L’Abbazia, come tutti i terreni ad essa appartenuti sono di proprietà della Fondazione Gaslini di Genova, la struttura è visitabile su prenotazione, e spesso vengono organizzate visite guidate, si trova in località Montelabate.
Le ultime foto del polittico sono di Luca Borgia, che il team ringrazia per la sua preziosa collaborazione.
Le ultime foto del polittico sono di Luca Borgia, che il team ringrazia per la sua preziosa collaborazione.
Cenni Storici
Ci troviamo di fronte ad una delle più stupefacenti architetture religiose medioevali del nostro territorio, ad una chiesa-fortezza posta a presidio della Cristianità lungo l’arco che dalla Proenza s’incurva sulla dorsale dell’Appennino.
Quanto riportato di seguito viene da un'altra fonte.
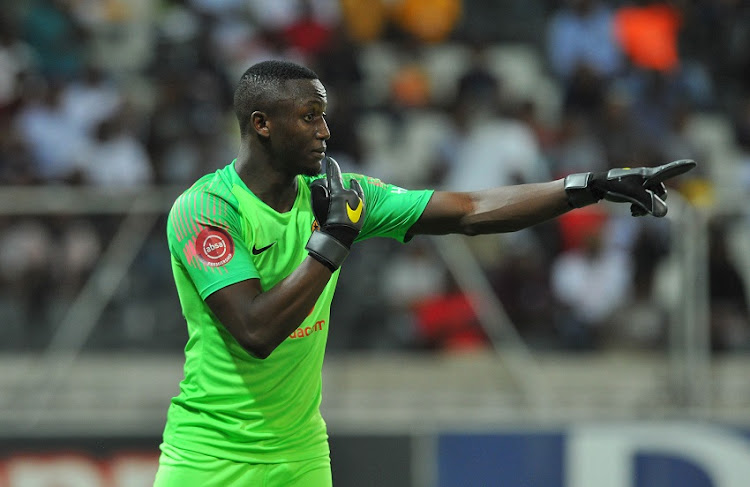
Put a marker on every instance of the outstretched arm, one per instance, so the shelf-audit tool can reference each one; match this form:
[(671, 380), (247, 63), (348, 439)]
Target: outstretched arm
[(497, 210), (511, 208)]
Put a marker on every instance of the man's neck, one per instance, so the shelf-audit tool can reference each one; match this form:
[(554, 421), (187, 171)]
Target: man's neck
[(277, 190)]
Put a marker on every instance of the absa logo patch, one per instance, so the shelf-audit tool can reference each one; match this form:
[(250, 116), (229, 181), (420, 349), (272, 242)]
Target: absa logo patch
[(214, 246)]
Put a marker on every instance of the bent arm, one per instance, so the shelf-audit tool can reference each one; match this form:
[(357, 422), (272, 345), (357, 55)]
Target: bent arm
[(261, 321), (497, 210)]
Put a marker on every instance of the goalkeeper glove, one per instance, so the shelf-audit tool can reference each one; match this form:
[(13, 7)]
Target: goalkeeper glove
[(340, 213), (643, 187)]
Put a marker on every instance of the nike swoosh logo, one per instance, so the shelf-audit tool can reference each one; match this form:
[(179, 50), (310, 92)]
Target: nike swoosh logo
[(257, 251), (354, 214)]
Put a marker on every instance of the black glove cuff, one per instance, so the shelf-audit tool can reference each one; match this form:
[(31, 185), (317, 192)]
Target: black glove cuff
[(327, 250), (579, 191)]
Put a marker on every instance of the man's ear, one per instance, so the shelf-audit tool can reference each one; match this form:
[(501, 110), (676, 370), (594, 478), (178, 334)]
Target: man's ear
[(260, 124)]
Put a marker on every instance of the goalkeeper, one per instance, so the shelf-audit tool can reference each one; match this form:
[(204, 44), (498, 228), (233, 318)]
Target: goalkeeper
[(256, 249)]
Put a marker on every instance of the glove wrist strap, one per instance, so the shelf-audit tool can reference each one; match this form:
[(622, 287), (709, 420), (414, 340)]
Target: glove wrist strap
[(326, 250), (578, 191)]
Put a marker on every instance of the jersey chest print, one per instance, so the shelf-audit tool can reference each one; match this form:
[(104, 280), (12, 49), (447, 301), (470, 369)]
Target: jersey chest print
[(214, 246)]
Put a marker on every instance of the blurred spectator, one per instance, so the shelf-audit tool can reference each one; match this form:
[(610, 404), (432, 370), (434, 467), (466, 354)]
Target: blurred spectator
[(583, 54), (578, 149), (116, 159), (46, 127), (580, 35), (427, 20), (590, 283), (16, 59), (647, 33), (730, 314), (90, 99), (56, 36)]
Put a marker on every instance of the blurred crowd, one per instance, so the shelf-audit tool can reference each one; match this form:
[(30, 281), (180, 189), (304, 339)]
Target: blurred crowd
[(453, 94)]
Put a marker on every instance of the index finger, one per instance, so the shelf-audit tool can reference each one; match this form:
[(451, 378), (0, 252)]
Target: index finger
[(668, 171), (333, 173)]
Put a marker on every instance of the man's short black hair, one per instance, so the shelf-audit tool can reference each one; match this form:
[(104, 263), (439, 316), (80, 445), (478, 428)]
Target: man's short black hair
[(260, 87)]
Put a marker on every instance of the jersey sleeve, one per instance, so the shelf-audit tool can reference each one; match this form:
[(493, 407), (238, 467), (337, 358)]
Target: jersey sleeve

Incerta è la data di fondazione di queste Abbazie Benedettine, però sono stati ritrovati dei documenti che ne parlano fin dalla seconda metà del X secolo.
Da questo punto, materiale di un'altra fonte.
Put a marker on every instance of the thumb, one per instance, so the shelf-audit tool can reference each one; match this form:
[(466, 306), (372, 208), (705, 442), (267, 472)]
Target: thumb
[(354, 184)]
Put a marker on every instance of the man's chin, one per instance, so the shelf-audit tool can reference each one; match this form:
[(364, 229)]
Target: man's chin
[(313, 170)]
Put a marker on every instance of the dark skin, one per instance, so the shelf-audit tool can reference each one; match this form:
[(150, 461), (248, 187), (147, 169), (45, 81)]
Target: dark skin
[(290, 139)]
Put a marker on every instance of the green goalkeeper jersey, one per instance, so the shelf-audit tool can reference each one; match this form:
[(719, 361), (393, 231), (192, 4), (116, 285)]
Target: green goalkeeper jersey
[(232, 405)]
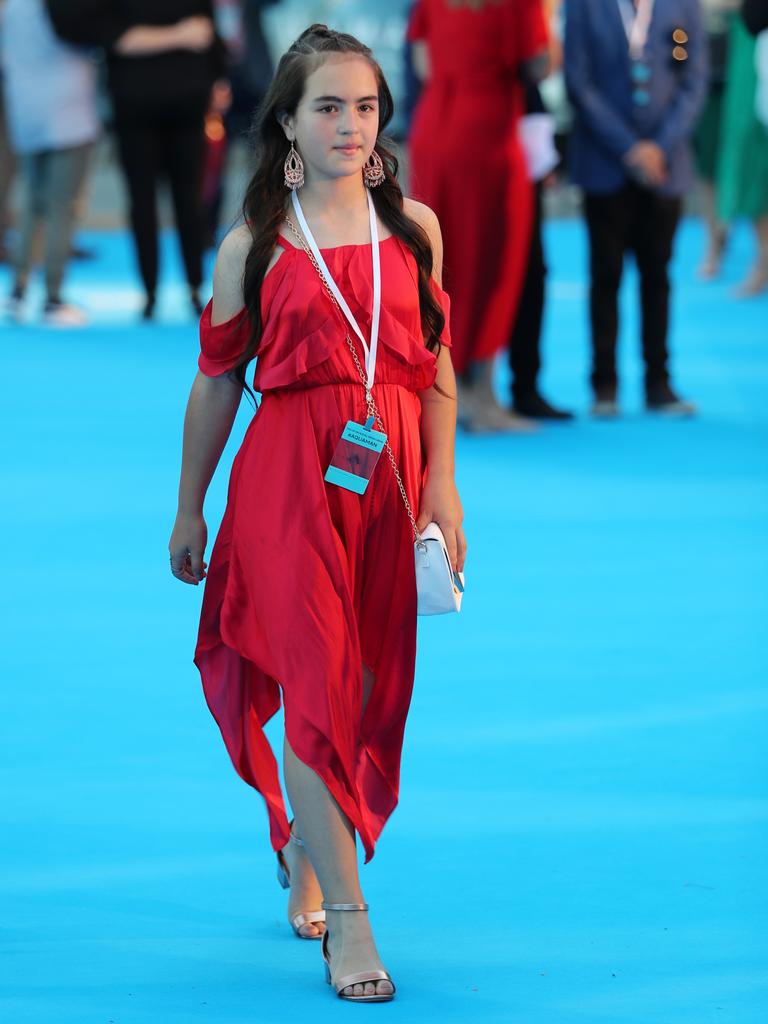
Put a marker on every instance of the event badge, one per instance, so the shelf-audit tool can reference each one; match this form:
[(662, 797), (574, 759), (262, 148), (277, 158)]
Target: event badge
[(355, 456)]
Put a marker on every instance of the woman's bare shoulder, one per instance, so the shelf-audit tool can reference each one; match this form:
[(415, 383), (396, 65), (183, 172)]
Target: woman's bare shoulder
[(421, 213), (427, 219), (227, 273)]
Nei documenti più antichi il monastero è chiamato Santa Maria in Valdiponte in Corbiniano dal monte omonimo che la sovrasta a est.
Anche se la prima notizia che ne attesta l’esistenza risale al 969, il primo documento per una datazione sicura del complesso è un antico atto notarile del 993; con esso un tale Giovanni Gregorio cede agli abati e ai monaci un terreno compreso tra il Tevere e il Rio d’Arno; questo cenobio costituì uno dei principali insediamenti benedettini di tipo agrario nel territorio di Perugia e l’atto stesso è anche il più antico documento conservato presso l’Archivio di Stato di Perugia.
È tuttavia probabile che il cenobio possa risalire al IX secolo.
A partire dalla fine del secolo X era sottoposta al vescovo di Perugia Andrea (1033-1048), che vi esercitò la sua giurisdizione, anche se gli abati godevano di ampi poteri e di una larga autonomia sul territorio a loro sottoposto che consisteva in un immenso patrimonio.
L’atto ufficiale più antico relativo al monastero è il privilegio emesso da papa Giovanni XIII nel 969, con il quale confermava all’abate Pietro i beni e i privilegi del cenobio e lo incaricava di restaurare e riformare la comunità secondo la Regola benedettina.
L’insediamento dei Benedettini, in queste zone avvenne nel periodo più oscuro del Medioevo.
Questi monaci, fedeli alla regola “Ora et labora“, oltre a pregare recuperavano i terreni abbandonati dopo la caduta dell’Impero romano, accogliendo tutte quelle persone che accettavano di lavorare la terra in cambio di protezione.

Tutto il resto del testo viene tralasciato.